In the black-ish episode "Juneteenth," Dre (Anthony Anderson) isn't feeling it when Jack (Miles Brown) and Diane (Marsai Martin) have to participate in a school play about Christopher Columbus. Dre enlists Aloe Blacc at work to help him create a catchy song sung by The Roots to raise awareness for a holiday worth celebrating, Juneteenth. This results in a Hamilton-like episode featuring musical segments of the Johnsons as slaves waiting for the day they get to be free.
In an interview with Entertainment Weekly, creator Kenya Barris talks about the making of the episode. "Maybe if the country, together, celebrated the end of something on a yearly basis, that would bring a lot more peace and solidarity between a country that’s so clearly still split.
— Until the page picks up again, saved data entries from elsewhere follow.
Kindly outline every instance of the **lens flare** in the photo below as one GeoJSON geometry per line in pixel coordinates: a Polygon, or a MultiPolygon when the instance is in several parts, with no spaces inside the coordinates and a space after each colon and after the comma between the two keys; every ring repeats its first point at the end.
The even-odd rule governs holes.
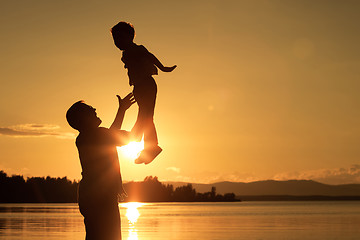
{"type": "Polygon", "coordinates": [[[144,149],[144,140],[141,142],[130,142],[129,144],[118,148],[122,156],[129,160],[136,159],[144,149]]]}

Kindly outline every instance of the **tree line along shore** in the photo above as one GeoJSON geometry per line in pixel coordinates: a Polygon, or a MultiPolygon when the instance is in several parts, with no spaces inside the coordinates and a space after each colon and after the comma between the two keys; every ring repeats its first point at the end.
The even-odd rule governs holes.
{"type": "MultiPolygon", "coordinates": [[[[76,203],[79,182],[67,177],[8,176],[0,170],[0,203],[76,203]]],[[[360,195],[235,195],[218,194],[209,185],[208,192],[197,192],[192,184],[174,188],[157,177],[124,183],[125,202],[236,202],[236,201],[360,201],[360,195]]]]}
{"type": "MultiPolygon", "coordinates": [[[[67,177],[8,176],[0,171],[0,203],[76,203],[79,182],[67,177]]],[[[148,176],[142,182],[124,183],[129,202],[234,202],[240,201],[234,193],[198,193],[191,184],[174,189],[161,183],[157,177],[148,176]]]]}

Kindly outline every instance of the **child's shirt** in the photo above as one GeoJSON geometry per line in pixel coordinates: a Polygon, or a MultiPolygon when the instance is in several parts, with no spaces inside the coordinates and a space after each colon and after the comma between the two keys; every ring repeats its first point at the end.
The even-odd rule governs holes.
{"type": "Polygon", "coordinates": [[[124,68],[128,69],[130,86],[144,84],[149,77],[158,74],[153,59],[153,55],[143,45],[134,44],[123,51],[121,61],[125,64],[124,68]]]}

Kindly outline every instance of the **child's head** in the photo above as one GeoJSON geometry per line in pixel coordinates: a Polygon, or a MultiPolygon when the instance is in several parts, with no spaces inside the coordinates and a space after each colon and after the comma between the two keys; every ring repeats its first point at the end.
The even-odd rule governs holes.
{"type": "Polygon", "coordinates": [[[72,128],[80,132],[89,128],[96,128],[101,123],[100,118],[96,115],[96,109],[85,104],[83,101],[74,103],[68,109],[66,120],[72,128]]]}
{"type": "Polygon", "coordinates": [[[120,50],[125,50],[135,37],[135,29],[133,25],[127,22],[119,22],[111,28],[111,34],[114,39],[115,46],[120,50]]]}

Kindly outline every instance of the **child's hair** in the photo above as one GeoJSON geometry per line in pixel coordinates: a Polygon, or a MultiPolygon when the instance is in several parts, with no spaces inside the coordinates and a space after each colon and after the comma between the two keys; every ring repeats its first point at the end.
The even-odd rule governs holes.
{"type": "Polygon", "coordinates": [[[115,26],[111,28],[112,35],[127,35],[134,40],[135,37],[135,29],[131,23],[128,22],[119,22],[115,26]]]}
{"type": "Polygon", "coordinates": [[[82,100],[74,103],[67,110],[66,120],[72,128],[80,131],[86,110],[88,107],[82,100]]]}

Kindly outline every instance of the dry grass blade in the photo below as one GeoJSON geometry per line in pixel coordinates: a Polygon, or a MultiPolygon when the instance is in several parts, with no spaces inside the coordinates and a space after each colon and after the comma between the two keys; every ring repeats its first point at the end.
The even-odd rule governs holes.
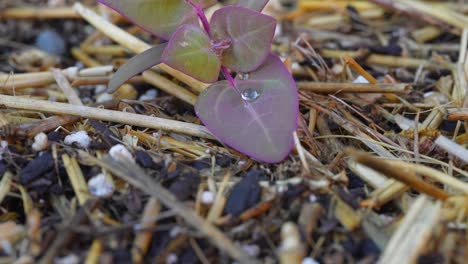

But to celebrate that makes people feel that you have to acknowledge that it was real, and you have to acknowledge it was wrong, bigger than the moral sense of it; you have to acknowledge that it was wrong as a human rights violation — one of the grossest examples of a human rights violation in the history of mankind." The musical episode also featured a Schoolhouse Rock-esque skit about slavery, featuring The Roots, called "I'm Just a Slave."
In Atlanta's episode, also called "Juneteenth," Van (Zazie Beetz) and Earn (Donald Glover) go to a Juneteenth party that Van believes would be a great networking opportunity for her. The party is hosted by optometrist Craig and his wife Monique, who happens to be Black. It's Craig's obsession with Blackness that makes the party uncomfortable. Not only has he married a Black woman, but he's infiltrated himself into Black culture by idolizing Malcolm X and pledging a Black fraternity. He even goes as far as to badger Earn about visiting "the motherland."
Ironically, Craig speaks about appropriation as if he's not doing the same thing as himself. But as much as the episode skewers "woke" whiteness, it also provides a way for the show to examine broken relationships. There's the broken one between Van and Earn as they figure out how to co-parent and as Van figures out how to make money after being fired from her job. But there's also the strained relationship between Monique and Craig. Whether Craig realizes it or not, Monique is not happy in their relationship since she's fully aware of Craig's Black fetish. But, as she tells Van, she's looking out for her money more than her marriage.
Both episodes tackle Juneteenth in different ways, but they both put the day in the spotlight so their viewers can get educated about this moment in American history.